Two Syrian children dig graves to survive in Idlib

They should be in school, but like thousands of other children in the war-torn Syrian province of Idlib, brothers Jawad and Yazan are forced to work every day to support their family. 

This is no regular job, however. The two boys, aged eight and 15, are gravediggers in one of the deadliest places on earth. 

“I help my father when someone comes needing to bury someone, so we dig the grave with him then we fill it with earth, clean it and everything. We water the trees and flowers and everything that dad asks us to do,” says Jawad, the youngest of the two. 

“I am not afraid of working here because they are dead, may God have mercy on their souls and our souls too,” he adds, in an interview conducted by Save the Children. 

The boys work with their father Ghassan in the graveyard, on the outskirts of Idlib.

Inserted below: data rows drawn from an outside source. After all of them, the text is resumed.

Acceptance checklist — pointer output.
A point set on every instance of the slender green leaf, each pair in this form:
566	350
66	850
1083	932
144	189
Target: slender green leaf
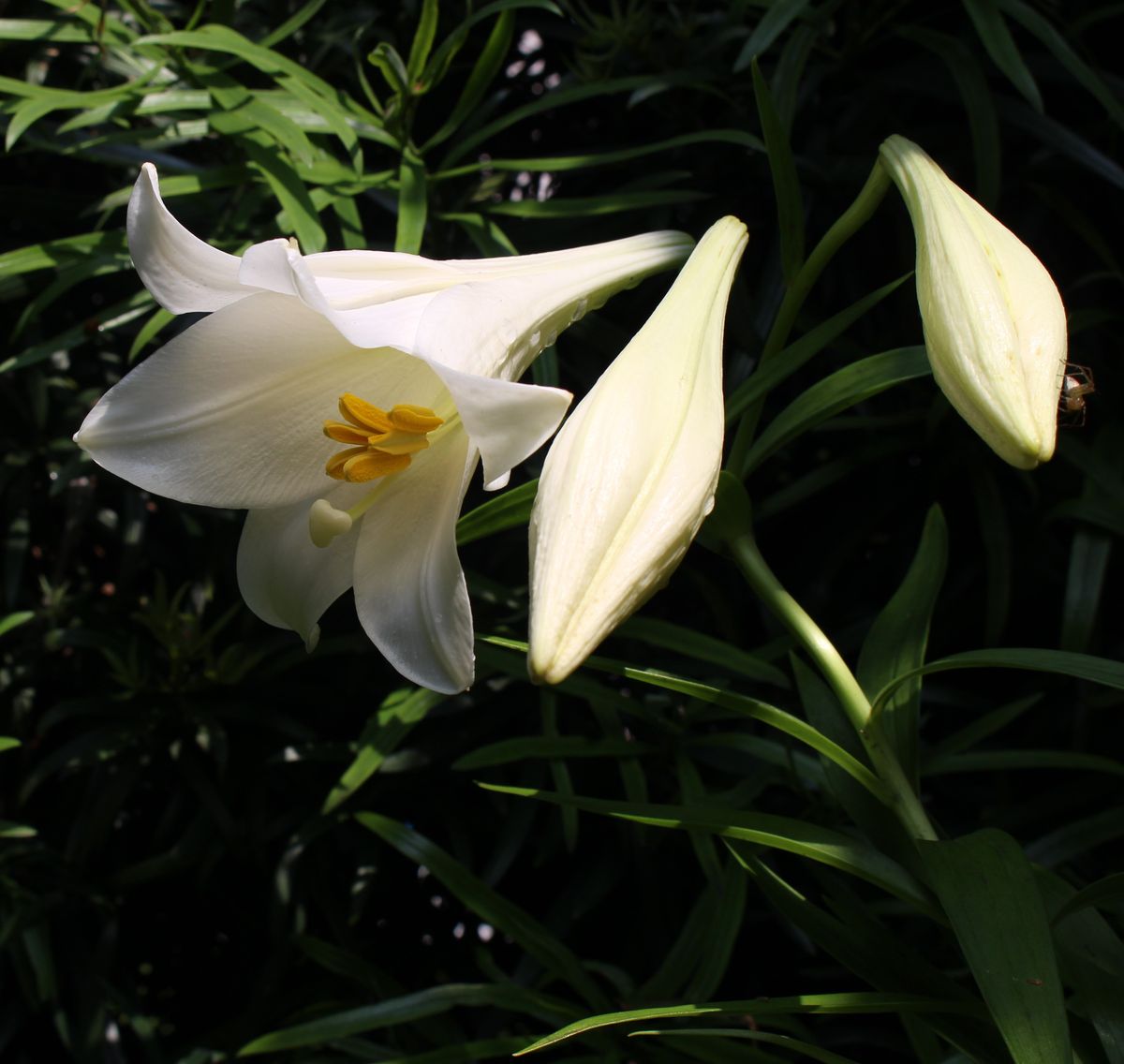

More than 500 people have been killed over the last two months in a Russian and Assad regime-led assault on the last opposition-held province including 130 children. 

Airstrikes have emptied towns and villages in the province. Many schools have been damaged by fighting or are being used as shelters. Those that remain open and functional can only accommodate up to 300,000 of the 650,000 school-age children, according to the charity.

The family are among more than a million people displaced from other parts of the country to Idlib. Ghassan and his family are originally from Aleppo province. They fled before the regime’s offensive to capture the city, during which their house was destroyed. Now they live in rented accommodation.  

Despite their young ages, the boys have already witnessed so much. The family lived under ISIS rule for a short time, a period that still haunts the boys. 

“During the war we started to see bodies hanging at squares, some with their heads chopped off. another woman who was killed by stoning, and a man who was thrown off the building. This is how life has become, disaster,” says Yazan.

“The hardest thing is seeing the bodies on the ground, the faces of the innocent, dead people, to see a man chopped up to pieces, carried away in sacks. This is the hardest thing we witnessed,” he adds.

The work is difficult and dull. They earn a little money from people who visit the graves, but it is hardly enough. 

“I don’t play with anything here. I just sit with my father, and if someone comes to the graves, I fill water for him and help. If no one came or if they don’t give us money, we ask if they would give us a tip, if they did not , how would we live?”

Ghassan would like to send his sons to school, but he has six children to look after. He cannot afford the clothes and supplies they need. 

“Our situation cannot allow for schools or the like,” he says. “If today he wants the money for a notebook, I’d say to him that I don’t have it. Where could I get money from? There are younger siblings who need to eat and drink, water.” 

“It is a shame for them to work in this sun, they come with me from 6am till 7-8pm. The poor children, they did nothing wrong.”